Not sure if this is the best spot for this, but was wondering if anyone had suggestions for bottle suppliers?  I would like to package body wash and hand lotion with hopefully coordinating bottles.  I like the idea of Malibu bottles for lotion and a regular round/oval bottle with pump maybe for body wash.  I checked out sks and WSP.  I like how WSP has the "natural" looking plastic bottles but they seem pricey.  sks only has Malibu bottles up to 4 oz and I would like to have the option of making 8 oz size lotions.  Any help?  Been googling for awhile and not having a lot of luck.  I did purchase a small order of bottles from sks to try.  I got the clear plastic boston style bottles, with flip disc lids but my mom has a hard time squeezing the bottles due to the stiffer plastic.  I want my bottles to be more user friendly.  I hope this all makes sense.  It's a little late at night and my brain is swimming with all kinds of bottles!

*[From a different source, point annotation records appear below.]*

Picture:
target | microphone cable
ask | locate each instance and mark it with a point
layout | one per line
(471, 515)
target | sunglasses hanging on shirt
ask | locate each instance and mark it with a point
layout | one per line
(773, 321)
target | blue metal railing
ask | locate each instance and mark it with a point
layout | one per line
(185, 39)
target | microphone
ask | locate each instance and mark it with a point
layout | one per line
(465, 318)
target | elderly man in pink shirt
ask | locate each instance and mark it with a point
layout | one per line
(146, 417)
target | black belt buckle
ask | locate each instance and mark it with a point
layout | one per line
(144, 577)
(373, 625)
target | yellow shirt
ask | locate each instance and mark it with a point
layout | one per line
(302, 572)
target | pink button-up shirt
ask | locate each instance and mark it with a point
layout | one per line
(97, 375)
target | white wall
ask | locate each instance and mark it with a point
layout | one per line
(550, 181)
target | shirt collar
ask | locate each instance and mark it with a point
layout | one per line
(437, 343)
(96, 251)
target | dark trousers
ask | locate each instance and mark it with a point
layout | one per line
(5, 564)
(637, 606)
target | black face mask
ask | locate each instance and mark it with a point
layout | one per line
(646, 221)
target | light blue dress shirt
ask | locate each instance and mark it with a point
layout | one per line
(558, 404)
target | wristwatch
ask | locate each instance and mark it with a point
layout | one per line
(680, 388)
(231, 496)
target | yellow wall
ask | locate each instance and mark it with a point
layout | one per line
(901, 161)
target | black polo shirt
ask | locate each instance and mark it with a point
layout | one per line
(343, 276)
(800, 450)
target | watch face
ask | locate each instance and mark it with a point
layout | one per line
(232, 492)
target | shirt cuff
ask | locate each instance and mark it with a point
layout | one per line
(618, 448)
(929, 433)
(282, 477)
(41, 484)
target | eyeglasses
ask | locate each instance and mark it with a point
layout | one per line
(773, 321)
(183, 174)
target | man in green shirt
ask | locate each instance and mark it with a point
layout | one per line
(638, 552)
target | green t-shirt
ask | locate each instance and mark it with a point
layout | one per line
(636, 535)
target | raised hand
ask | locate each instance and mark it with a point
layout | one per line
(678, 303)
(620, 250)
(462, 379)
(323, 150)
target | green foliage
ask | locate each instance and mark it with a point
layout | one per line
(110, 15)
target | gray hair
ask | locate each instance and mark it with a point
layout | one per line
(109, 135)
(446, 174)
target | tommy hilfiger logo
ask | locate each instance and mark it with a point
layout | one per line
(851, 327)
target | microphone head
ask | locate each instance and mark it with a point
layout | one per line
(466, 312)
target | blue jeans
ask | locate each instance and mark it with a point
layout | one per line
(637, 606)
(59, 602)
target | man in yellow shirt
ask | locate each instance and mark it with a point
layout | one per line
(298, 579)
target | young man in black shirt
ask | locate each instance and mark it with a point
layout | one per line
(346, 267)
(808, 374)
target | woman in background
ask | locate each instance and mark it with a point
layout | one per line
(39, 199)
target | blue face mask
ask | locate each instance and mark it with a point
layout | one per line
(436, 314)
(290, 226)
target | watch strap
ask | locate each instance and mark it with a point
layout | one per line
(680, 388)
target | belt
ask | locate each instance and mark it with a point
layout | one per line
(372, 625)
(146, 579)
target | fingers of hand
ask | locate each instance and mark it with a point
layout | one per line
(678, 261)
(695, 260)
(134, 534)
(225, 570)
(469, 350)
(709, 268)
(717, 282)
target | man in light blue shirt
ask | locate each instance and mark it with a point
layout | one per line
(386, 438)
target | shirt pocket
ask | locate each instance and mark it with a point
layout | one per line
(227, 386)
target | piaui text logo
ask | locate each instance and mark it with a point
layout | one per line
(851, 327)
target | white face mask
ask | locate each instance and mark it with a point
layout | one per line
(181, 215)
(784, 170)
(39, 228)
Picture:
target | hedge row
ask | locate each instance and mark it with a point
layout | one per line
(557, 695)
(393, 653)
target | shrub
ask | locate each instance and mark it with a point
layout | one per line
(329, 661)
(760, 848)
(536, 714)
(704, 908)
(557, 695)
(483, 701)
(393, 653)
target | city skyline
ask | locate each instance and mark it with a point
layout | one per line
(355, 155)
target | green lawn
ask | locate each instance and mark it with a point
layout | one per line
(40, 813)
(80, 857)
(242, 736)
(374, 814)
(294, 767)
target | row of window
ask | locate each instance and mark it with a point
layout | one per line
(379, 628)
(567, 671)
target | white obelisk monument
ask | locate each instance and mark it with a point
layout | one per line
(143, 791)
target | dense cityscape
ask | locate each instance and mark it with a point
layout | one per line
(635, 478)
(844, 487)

Any help would be appreciated.  Thanks!


----------



## My Mountain Soaps (Mar 6, 2013)

usplastics.com has decent prices. they also sell glassware. remember, bottles and lids are sold separately.


----------



## melstan775 (Mar 6, 2013)

http://www.specialtybottle.com/ might have something you can use.


----------



## Trxflyer (Mar 6, 2013)

I alternate between 'SKS' & 'Container and Packaging Supply' - http://www.containerandpackaging.com/catalog/plastic-bottles/7/  CPS is much quicker shipment time by far.


----------



## Mommysoaper (Mar 6, 2013)

Thanks for the input so far!  I'll be checking them all out


----------